A page from Facebook I stumbled upon today, which is called The Happy Page and found their page amusing and inspiring. This particular photo above reminds me of my past experience..
If only I didn’t mind what they said about me.. I could have done better, I could’ve done heaps.
If only I didn’t let those words affect me, I could’ve created something different.
If only I lived in that moment, I could’ve been happier even if the relationship was failing.
If only I remained true to myself and do what I love to do instead of becoming someone else I was not just to please others and make them happy, I could’ve been happier.
If only I could’ve pushed myself more and believed in myself that I can do better, I could’ve been better.
Ah!
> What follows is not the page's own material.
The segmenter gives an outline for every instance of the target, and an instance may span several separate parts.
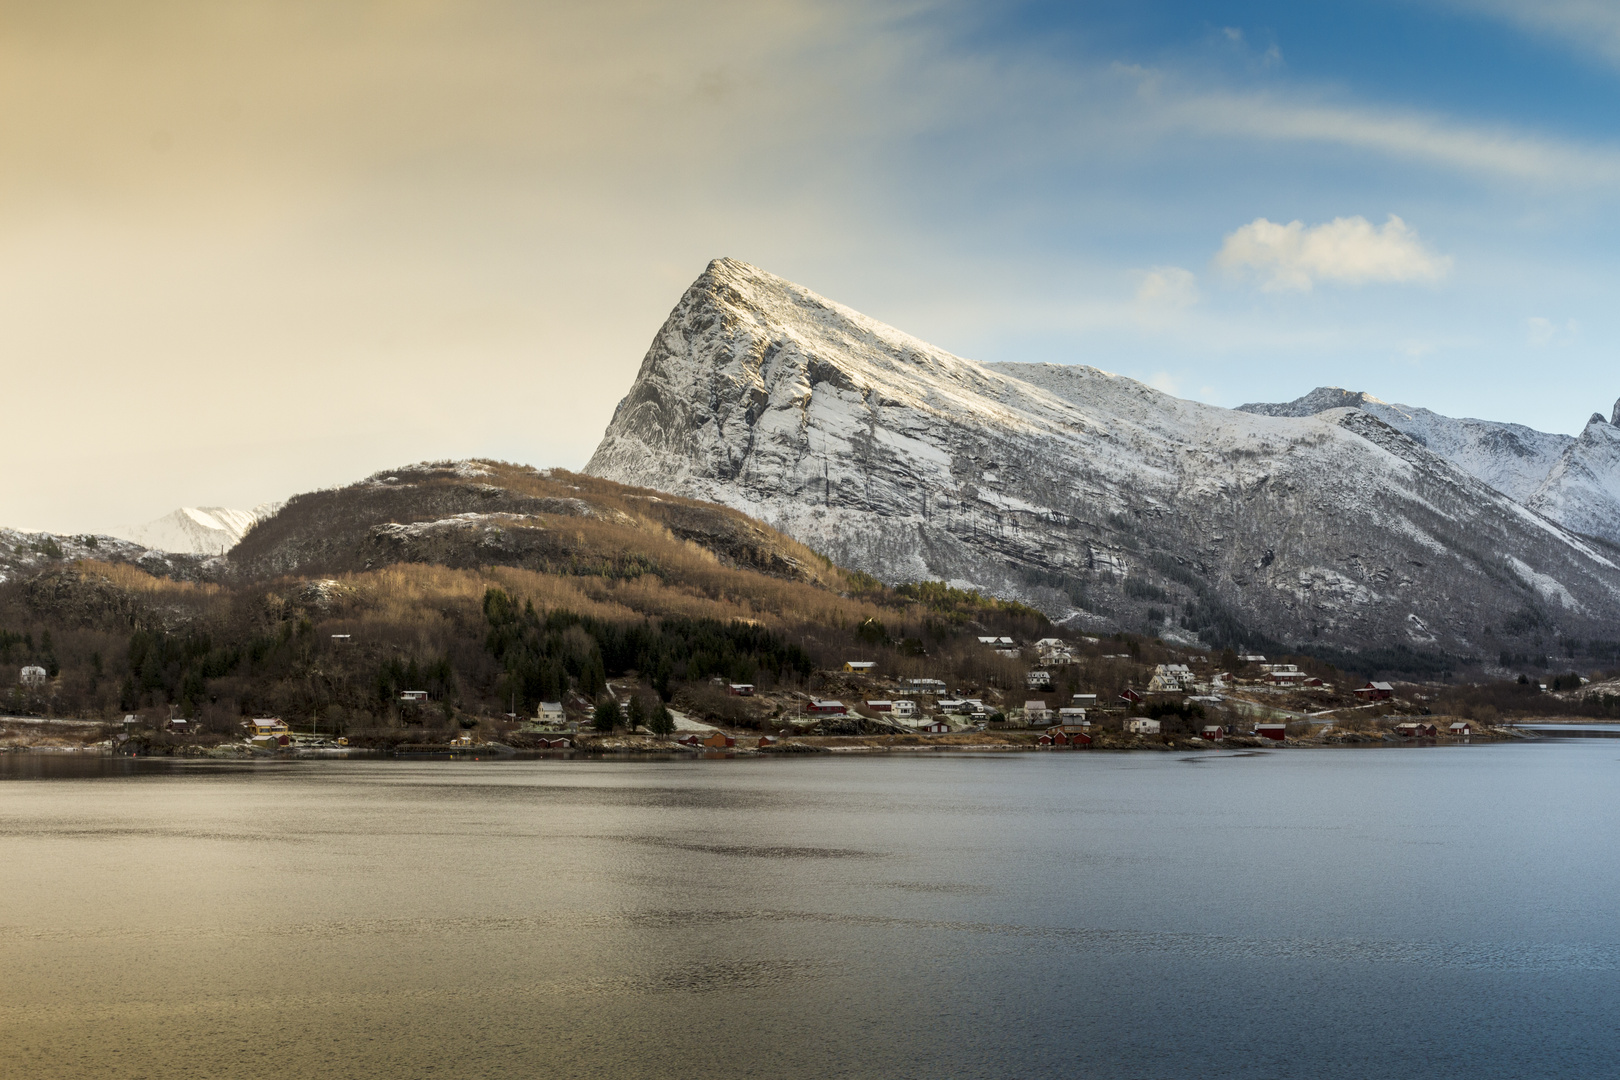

That’s a lot of bullcrap there actually. LOL
I know, as much as I want to do things, I can’t. Coz it’s all in the past, and these cannot be undone. It’s all there. It already happened.. and for some that didn’t happen, I will let it happen!
I will try to live for the moment and not fret or worry about things as much as I did..
I will try and will do my best not to let things affect me that much.. maybe at some point but I won’t linger on it for long. I have realised that I wasted too much time on worrying and I missed a lot of things that I could have done instead of worrying. I was too conscious and selfless that it came to the point where there was nothing left for me. Too busy to take care of others’ needs and forgetting that I have to keep something for myself, too.
I have my share of flaws, imperfections and mistakes, too. I am human, and I make some mistakes but that doesn’t mean I am a bad person. That doesn’t mean my life stops there. That doesn’t mean I care less neither it makes me less human.
So yeah, anyway.. I still have a lot to learn and a lot of things to go through, I still strive every single day to be the person God wants me to be.
I won’t let people’s words get in to me.. (I hope) and will leave things be. I am loving myself and now I have got more than enough love that I am ready to share once again (actually I am already sharing it. Teehee)
Whatever you say behind my back or in front of me, so be it. Your words don’t define me, it defines you.